Je suis plutôt conservatrice, bien que je joue du violon

Esther Abrami : la violoniste qui réinvente son art

La violoniste Esther Abrami s’apprête à donner un concert exceptionnel à l’Olympia de Paris le 23 novembre. Elle y mettra en lumière son dernier album, « Women », dédié aux compositrices oubliées. Entre virtuosité et engagement, elle partage sa passion pour la musique classique tout en rompant avec certains codes.

Je suis plutôt conservatrice, bien que je joue du violon

Un parcours musical singulier

Née d’un coup de foudre pour le violon à l’âge de 9 ans, Esther Abrami se remémore son initiation lors d’un concert klezmer : « J’ai eu un coup de foudre ». Après avoir intégré le conservatoire d’Aix-en-Provence, elle part étudier à Manchester puis Londres, malgré une barrière linguistique. Elle réalise qu’être entourée de jeunes musiciens semblables lui permet de s’épanouir.

Elle souligne toutefois les risques que représente la rigueur des conservatoires pour les jeunes talents : « Il y a une différence entre discipline et découragement. La ligne est mince ».

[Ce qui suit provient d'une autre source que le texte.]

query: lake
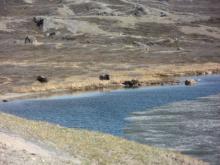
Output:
[0,75,220,165]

Promouvoir les compositrices oubliées

Actuellement installée à Paris, Esther jongle entre concerts et chroniques sur Radio Classique tout en préparant un livre lié à son album. Ce projet se concentre sur des compositrices telles que Pauline Viardot, Ina Boyle, ou Chiquinha Gonzaga. Sans revendiquer une posture militante, elle déplore le manque de modèles féminins dans sa jeunesse : « Je ne savais même pas que le mot “compositrice” existait ! »

Sur les réseaux sociaux, où elle a acquis une grande popularité auprès du public jeune avec des vidéos mêlant classiques et titres pop, Esther fait face au titre inconfortable de « la violoniste de TikTok » mais répond avec humour : « Les réseaux sont un outil, pas une identité ».

Son objectif ? Rendre le violon plus accessible sans sacrifier son essence classique.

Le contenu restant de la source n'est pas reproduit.